We reached the top of the pass, which was about 6 miles from our campsite last night, at 1400. I love hiking in the Sierra because you don't run into the same weather problems as in the Rockies; instead of having to worry about inclement weather after noon or so, you mostly just have to worry about adequate water supplies, as they're a much drier range.

Looking south from Forester towards the Kern Trench
I had a lot of trouble getting up the pass - asthma and a rapid heartbeat made it a somewhat unfun ascent - but reached it eventually. I'd have to say this is probably the most strenuous hike I've ever been on, and this time I was carrying a 5-day's pack to boot.

We had more energy bars for lunch (tasty and filling and nutritious, even if they'd have been boring and chewy at home) and met a pair of nice hikers on top of the pass; the man of the pair was even carrying a laptop with him! It weighed almost nothing, but it was very bizarre to see a laptop on the trail. We discussed the possibility of installing Ubuntu on it, and he seemed interested in learning about Linux. Sadly, I lacked an install CD, and wireless was out of the question...

Just below Forester pass - lovely above-treeline scenery
The way down was, if anything, more hazardous than the way up. We hiked down a very long switchback followed by several smaller ones that had literally been blasted out of the granite cliff about 1000 feet above the basin floor. We hiked a bit farther down to a nice creek on the eastern side of the basin. It's really quite wonderful up here - no other humans in sight at all, only a few marmots. I set up the tent, pumped water from the creek with our filter, and made freeze-dried lasagna - probably the best meal in my life!

Our camp is at about 12,000 feet - very cold and windy but quite beautiful. There aren't any trees up this high; 11-12,000 feet seems to be the average treeline altitude in this part of the range. It's all just low grasses and granite, not even any bushes. Below us is Tyndall Creek valley, which even has trees. Up here the granite is golden and smooth, and the water is as clean and clear as glass. We camped a suitable distance away to avoid contaminating it.

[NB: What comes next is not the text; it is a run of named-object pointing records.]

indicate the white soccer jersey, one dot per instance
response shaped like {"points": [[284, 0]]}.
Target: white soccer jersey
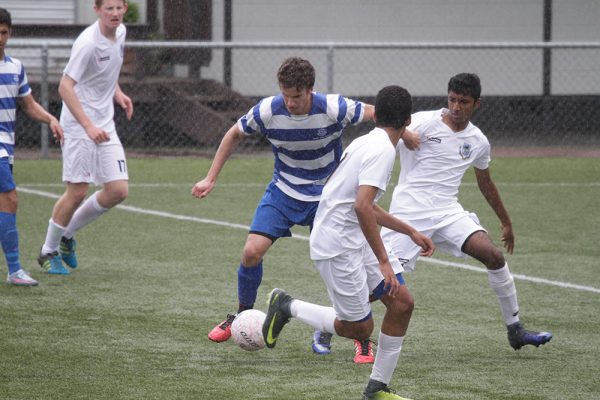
{"points": [[368, 161], [13, 84], [95, 65], [430, 177]]}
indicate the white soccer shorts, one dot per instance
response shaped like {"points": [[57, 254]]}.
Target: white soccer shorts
{"points": [[86, 162], [448, 233]]}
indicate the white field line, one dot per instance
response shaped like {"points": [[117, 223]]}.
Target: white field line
{"points": [[392, 184], [442, 263]]}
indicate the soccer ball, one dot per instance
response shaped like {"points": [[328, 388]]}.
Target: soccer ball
{"points": [[246, 330]]}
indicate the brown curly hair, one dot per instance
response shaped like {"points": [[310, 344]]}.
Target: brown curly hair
{"points": [[296, 72]]}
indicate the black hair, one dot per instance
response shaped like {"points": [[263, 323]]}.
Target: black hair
{"points": [[466, 84], [393, 106], [296, 72], [5, 17]]}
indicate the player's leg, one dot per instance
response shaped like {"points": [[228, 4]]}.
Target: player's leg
{"points": [[109, 168], [271, 221], [9, 235], [468, 237], [409, 253], [350, 315], [64, 208], [393, 329]]}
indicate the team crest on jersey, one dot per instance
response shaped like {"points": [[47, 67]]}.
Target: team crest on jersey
{"points": [[465, 151]]}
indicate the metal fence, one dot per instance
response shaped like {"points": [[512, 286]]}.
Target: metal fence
{"points": [[187, 94]]}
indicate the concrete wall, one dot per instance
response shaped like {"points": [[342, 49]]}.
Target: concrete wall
{"points": [[423, 72]]}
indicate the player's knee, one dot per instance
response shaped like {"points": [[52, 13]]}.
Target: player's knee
{"points": [[10, 201], [402, 305], [77, 196], [361, 331]]}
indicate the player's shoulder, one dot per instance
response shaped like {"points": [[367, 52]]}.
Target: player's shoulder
{"points": [[476, 132], [425, 120], [12, 62]]}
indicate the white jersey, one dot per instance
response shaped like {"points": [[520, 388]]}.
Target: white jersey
{"points": [[13, 85], [95, 64], [430, 177], [368, 161]]}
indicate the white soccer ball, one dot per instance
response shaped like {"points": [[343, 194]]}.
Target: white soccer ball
{"points": [[246, 330]]}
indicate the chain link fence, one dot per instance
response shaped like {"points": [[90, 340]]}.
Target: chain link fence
{"points": [[187, 94]]}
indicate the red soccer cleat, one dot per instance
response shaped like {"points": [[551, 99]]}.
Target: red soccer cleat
{"points": [[363, 352]]}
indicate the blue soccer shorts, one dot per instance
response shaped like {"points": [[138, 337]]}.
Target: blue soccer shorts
{"points": [[7, 182]]}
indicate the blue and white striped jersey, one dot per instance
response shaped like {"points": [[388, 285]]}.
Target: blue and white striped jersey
{"points": [[307, 148], [13, 84]]}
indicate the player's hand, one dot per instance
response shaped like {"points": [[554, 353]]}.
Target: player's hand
{"points": [[426, 244], [125, 102], [57, 131], [96, 134], [508, 238], [203, 188], [411, 140], [389, 277]]}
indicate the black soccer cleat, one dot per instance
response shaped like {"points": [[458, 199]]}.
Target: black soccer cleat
{"points": [[278, 314], [518, 336]]}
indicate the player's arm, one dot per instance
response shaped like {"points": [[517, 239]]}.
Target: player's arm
{"points": [[411, 140], [124, 101], [228, 144], [363, 206], [66, 89], [35, 111], [369, 113], [389, 221], [490, 192]]}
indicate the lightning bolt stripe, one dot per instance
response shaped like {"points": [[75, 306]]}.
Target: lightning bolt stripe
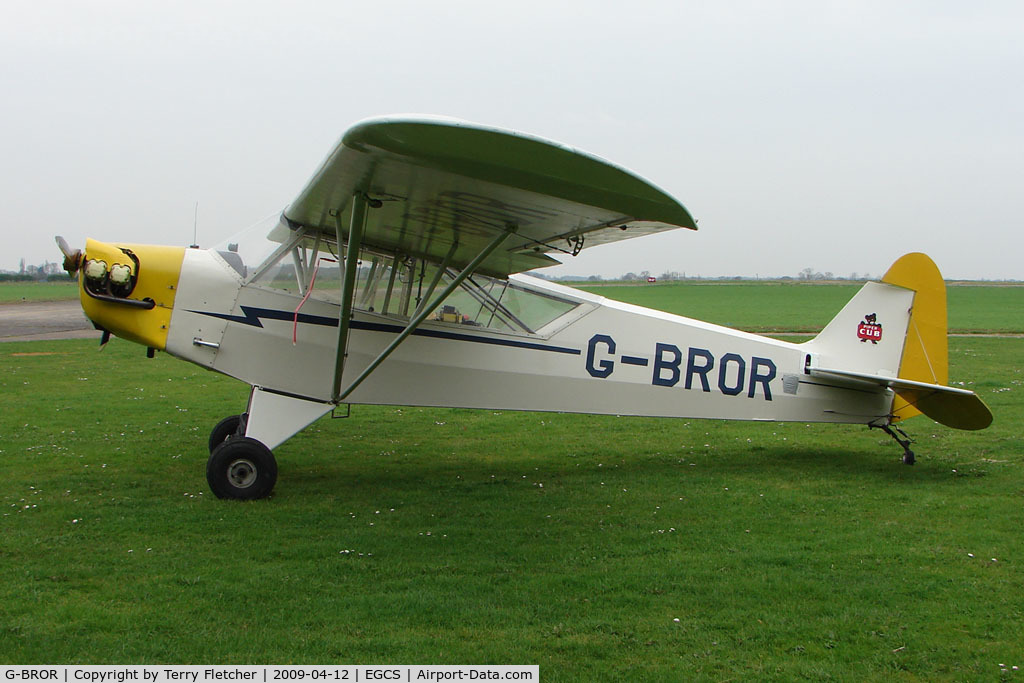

Near the campsite: waterfalls on Diamond Mesa
We're abandoning Mt. Whitney- Forester has taught us to relax! Also, weather reports from fellow hikers have indicated that Whitney is icy and somewhat dangerous from the back side, so it's probably a blessing. Tomorrow we'll likely hike down to a spot before Crabtree Meadows that was recommended to us by a fellow hiker today. The moon is up - waxing a quarter - but the sky is still light and blue with rose around the horizon. Hopefully the wind will die down after sunset (which is pretty common around here), though it will still be quite cold. The marmots are whistling shrilly in the evening light.

The hiking poles were extremely helpful today with both the snow on the way up and the steep trail on the way down. Some more ibuprofen and a few yoga exercises have helped me relax; Dad was very sore after the hike down, so I was the one dealing with the camp stuff for the evening. It's nice to be able to trade off. We're going to sleep around 2030 at night; the sun is already down below the peaks in August, and this week we'll be living with its rhythms. Very nice.